Everyone seems to have their favourite where this is concerned, but after various adventures I settled on 0.2 and 0, and I feel it serves me well. Generally I begin with the settings 500%, 0.2 and 0.

That's what I would recommend.

All the best.

Paul


User currently offlineChrisH From Sweden, joined Jul 2004, 1136 posts, RR: 16
Reply 2, posted (8 years 3 months 3 weeks 19 hours ago) and read 6403 times:

Easiest way is to use your eyes? I never understood the fascination with always sharpening using set values.
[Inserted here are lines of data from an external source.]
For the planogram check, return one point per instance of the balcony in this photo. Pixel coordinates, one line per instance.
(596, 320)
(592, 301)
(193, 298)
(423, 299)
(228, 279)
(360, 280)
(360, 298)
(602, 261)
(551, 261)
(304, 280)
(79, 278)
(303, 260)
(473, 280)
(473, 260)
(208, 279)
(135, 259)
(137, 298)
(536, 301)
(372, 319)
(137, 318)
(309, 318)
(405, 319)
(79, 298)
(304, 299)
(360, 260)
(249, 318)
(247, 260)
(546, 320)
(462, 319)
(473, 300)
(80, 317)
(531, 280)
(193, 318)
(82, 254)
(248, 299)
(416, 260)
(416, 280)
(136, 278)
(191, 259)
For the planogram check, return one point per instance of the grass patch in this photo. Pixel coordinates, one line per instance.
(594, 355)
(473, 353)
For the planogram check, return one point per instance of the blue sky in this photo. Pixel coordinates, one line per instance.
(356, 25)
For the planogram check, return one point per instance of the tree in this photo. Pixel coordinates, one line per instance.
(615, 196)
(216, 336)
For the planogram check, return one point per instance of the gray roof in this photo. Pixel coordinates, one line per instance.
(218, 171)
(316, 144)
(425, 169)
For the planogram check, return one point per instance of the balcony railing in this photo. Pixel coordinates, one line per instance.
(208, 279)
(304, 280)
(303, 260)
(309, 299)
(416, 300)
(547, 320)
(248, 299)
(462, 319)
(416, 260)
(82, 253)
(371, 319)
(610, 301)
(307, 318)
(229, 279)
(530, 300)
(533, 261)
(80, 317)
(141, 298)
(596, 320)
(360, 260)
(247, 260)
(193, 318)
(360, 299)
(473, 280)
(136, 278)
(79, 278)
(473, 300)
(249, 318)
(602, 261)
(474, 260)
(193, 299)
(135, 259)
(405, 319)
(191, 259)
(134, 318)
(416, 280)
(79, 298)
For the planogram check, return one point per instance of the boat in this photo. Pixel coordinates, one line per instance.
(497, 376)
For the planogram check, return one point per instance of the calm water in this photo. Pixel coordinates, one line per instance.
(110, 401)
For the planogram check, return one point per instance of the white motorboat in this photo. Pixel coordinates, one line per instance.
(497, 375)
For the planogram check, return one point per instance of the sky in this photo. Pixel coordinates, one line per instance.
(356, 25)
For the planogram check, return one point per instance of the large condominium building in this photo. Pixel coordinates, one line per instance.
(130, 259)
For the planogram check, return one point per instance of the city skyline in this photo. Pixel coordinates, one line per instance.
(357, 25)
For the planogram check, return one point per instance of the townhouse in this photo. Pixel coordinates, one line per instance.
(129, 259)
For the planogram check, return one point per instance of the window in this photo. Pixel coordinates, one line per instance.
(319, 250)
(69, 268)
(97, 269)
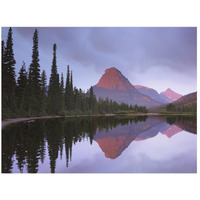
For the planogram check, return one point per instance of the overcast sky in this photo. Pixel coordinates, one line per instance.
(158, 58)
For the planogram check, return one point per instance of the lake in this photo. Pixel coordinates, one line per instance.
(118, 144)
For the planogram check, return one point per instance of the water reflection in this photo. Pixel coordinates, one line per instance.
(27, 144)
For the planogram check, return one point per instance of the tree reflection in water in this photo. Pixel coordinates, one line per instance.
(26, 143)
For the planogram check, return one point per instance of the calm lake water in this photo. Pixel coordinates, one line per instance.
(117, 144)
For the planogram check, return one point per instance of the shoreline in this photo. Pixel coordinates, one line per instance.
(16, 120)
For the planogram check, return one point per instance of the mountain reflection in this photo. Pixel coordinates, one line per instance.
(26, 144)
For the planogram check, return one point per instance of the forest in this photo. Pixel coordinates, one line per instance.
(29, 94)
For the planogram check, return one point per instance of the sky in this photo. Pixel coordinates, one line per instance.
(155, 57)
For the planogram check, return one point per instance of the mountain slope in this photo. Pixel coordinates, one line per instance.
(153, 94)
(186, 100)
(171, 95)
(118, 88)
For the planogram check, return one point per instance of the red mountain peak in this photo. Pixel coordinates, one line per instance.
(113, 79)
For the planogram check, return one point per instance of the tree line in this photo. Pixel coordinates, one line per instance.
(30, 95)
(32, 141)
(184, 108)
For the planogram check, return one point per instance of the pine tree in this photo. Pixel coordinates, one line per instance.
(9, 82)
(43, 92)
(54, 87)
(34, 79)
(62, 92)
(21, 90)
(4, 75)
(68, 91)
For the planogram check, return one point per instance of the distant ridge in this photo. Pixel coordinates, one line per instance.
(153, 94)
(171, 95)
(114, 85)
(186, 100)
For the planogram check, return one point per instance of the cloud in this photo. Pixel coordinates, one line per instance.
(132, 50)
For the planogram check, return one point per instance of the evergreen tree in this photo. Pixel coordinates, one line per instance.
(21, 90)
(43, 92)
(92, 100)
(68, 91)
(34, 79)
(62, 93)
(9, 82)
(54, 87)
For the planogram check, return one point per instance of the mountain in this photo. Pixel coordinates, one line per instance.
(118, 88)
(153, 94)
(171, 95)
(188, 100)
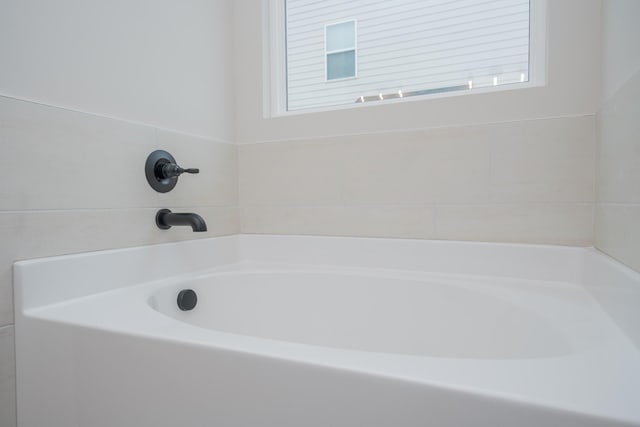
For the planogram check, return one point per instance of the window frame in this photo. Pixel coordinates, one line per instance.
(275, 63)
(327, 52)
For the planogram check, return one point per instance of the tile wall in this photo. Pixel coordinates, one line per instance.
(529, 181)
(75, 182)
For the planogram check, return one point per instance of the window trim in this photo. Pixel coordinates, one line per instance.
(354, 49)
(275, 67)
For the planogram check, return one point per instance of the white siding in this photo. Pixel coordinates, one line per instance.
(407, 45)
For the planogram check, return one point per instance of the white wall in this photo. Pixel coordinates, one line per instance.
(73, 181)
(618, 207)
(158, 62)
(572, 89)
(512, 166)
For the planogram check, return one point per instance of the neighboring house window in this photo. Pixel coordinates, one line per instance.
(340, 47)
(401, 49)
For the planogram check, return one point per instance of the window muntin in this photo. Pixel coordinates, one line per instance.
(407, 48)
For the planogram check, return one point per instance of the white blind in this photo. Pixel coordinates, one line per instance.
(406, 47)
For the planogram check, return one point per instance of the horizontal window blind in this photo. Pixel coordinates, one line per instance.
(406, 47)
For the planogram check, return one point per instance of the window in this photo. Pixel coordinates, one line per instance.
(339, 52)
(340, 47)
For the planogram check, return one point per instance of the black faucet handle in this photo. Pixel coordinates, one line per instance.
(170, 170)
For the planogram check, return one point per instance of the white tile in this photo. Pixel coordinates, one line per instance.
(45, 233)
(619, 146)
(291, 172)
(60, 159)
(618, 232)
(563, 224)
(549, 160)
(363, 221)
(7, 378)
(217, 182)
(449, 165)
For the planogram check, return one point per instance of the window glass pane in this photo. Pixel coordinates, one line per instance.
(341, 36)
(404, 48)
(341, 65)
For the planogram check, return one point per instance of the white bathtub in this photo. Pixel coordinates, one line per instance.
(313, 331)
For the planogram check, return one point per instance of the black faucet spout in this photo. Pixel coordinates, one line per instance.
(165, 219)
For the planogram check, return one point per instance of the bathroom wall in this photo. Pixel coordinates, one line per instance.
(511, 166)
(618, 207)
(87, 90)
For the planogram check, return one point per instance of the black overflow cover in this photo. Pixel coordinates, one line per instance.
(187, 299)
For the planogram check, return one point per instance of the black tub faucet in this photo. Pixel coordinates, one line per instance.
(165, 219)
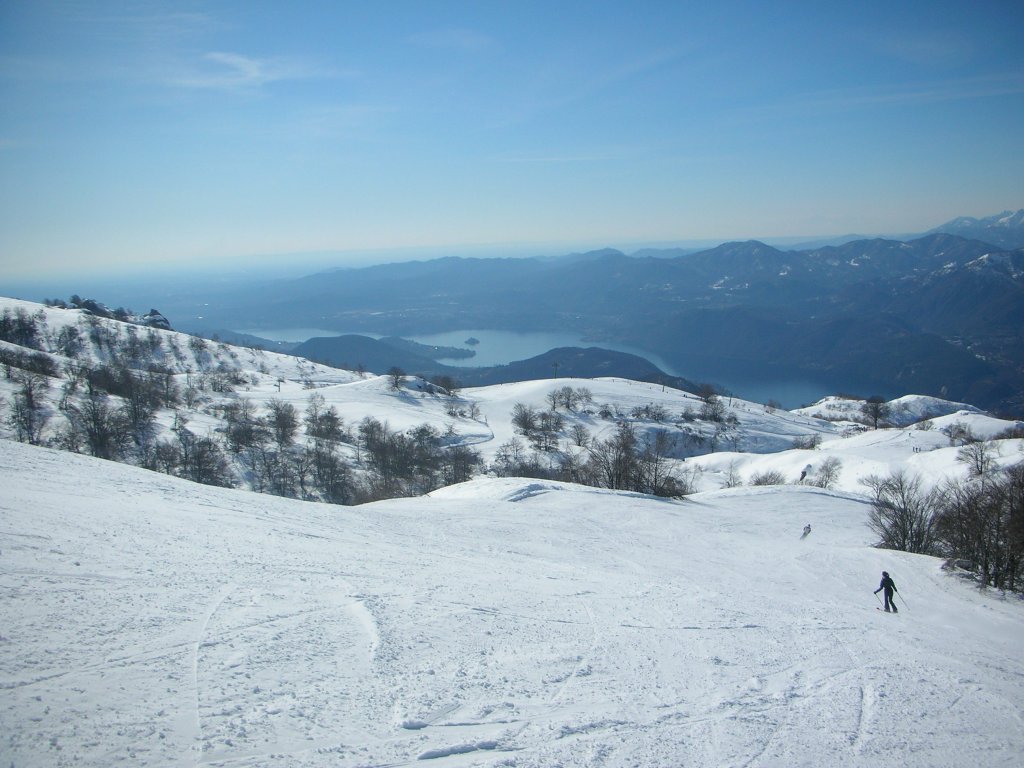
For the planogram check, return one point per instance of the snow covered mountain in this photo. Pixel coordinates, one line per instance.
(1005, 229)
(150, 621)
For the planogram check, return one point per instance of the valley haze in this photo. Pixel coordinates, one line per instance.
(496, 622)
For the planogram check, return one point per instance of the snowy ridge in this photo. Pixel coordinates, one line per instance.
(152, 622)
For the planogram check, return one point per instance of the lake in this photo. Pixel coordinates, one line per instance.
(502, 347)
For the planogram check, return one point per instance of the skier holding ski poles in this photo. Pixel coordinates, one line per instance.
(888, 587)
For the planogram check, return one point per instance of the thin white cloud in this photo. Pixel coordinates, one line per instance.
(456, 39)
(226, 71)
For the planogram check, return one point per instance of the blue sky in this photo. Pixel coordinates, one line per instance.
(167, 134)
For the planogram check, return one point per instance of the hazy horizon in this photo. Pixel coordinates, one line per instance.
(170, 135)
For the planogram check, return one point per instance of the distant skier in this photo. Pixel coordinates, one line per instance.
(888, 586)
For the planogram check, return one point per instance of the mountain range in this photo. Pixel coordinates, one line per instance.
(939, 314)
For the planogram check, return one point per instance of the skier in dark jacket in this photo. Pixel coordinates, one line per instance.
(888, 586)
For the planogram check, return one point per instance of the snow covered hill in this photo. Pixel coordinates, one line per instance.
(153, 622)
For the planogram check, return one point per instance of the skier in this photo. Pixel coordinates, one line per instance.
(889, 587)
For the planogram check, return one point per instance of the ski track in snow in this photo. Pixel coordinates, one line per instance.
(511, 624)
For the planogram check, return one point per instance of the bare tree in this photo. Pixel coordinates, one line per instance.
(29, 410)
(828, 471)
(903, 514)
(395, 377)
(980, 458)
(875, 410)
(284, 422)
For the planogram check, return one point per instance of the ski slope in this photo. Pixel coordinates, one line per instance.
(151, 622)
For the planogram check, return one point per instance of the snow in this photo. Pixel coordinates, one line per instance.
(151, 622)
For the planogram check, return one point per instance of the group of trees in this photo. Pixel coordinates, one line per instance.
(626, 461)
(978, 522)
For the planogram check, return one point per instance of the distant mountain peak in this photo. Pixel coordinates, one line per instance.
(1005, 229)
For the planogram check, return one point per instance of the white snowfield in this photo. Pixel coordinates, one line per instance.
(151, 622)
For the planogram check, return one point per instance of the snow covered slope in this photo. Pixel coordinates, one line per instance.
(152, 622)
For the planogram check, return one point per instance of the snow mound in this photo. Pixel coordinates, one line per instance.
(151, 622)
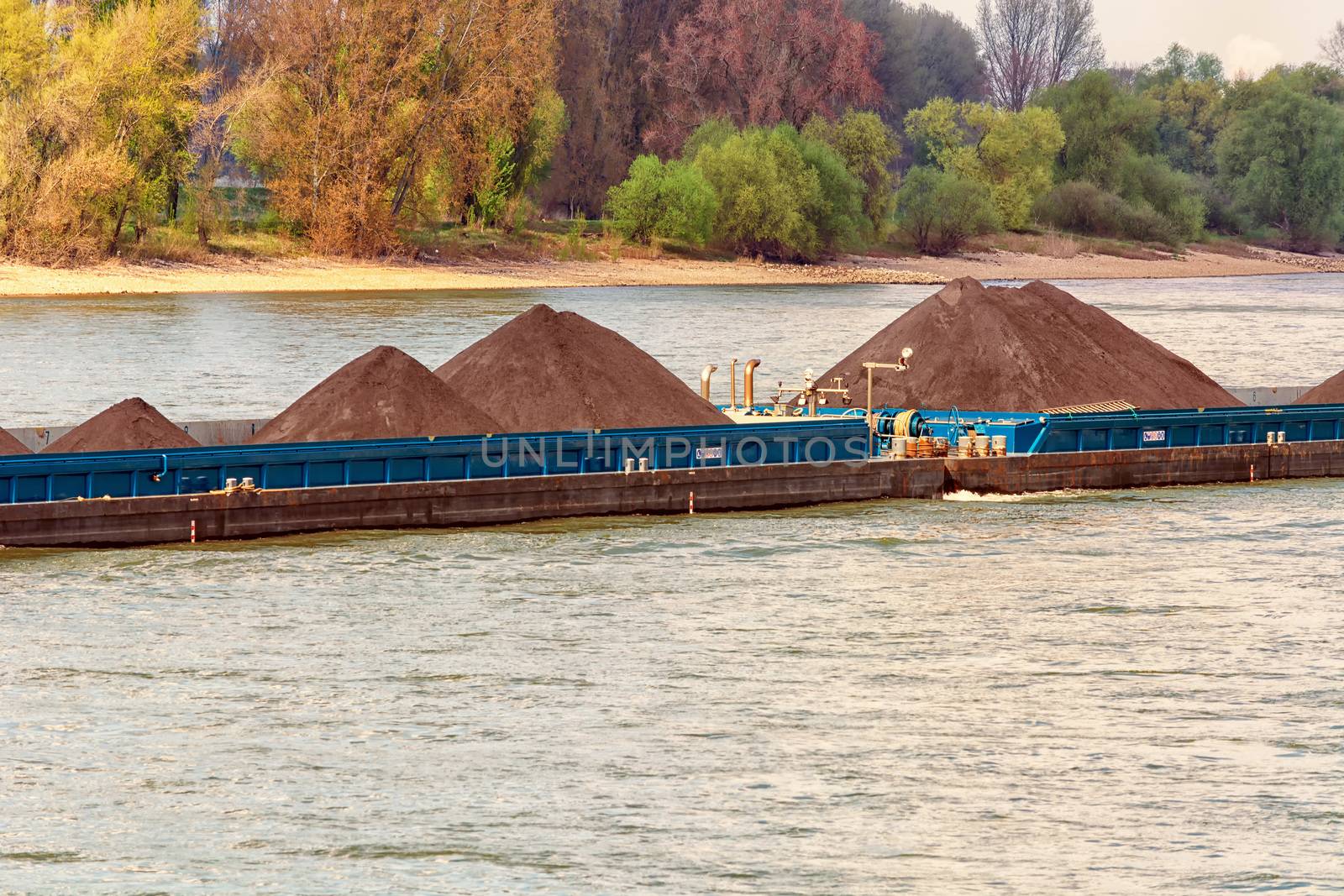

Each shot requires its own setting


what seems to be the officer, problem?
User currently offlineMalandan From United Kingdom, joined Mar 2004, 380 posts, RR: 15
Reply 3, posted (8 years 3 months 3 weeks 18 hours ago) and read 6379 times:

Quoting Psych (Reply 1):
Generally I begin with the settings 500%, 0.2 and 0.

Thanks Paul.

Quoting ChrisH (Reply 2):
I never understood the fascination with always sharpening using set values.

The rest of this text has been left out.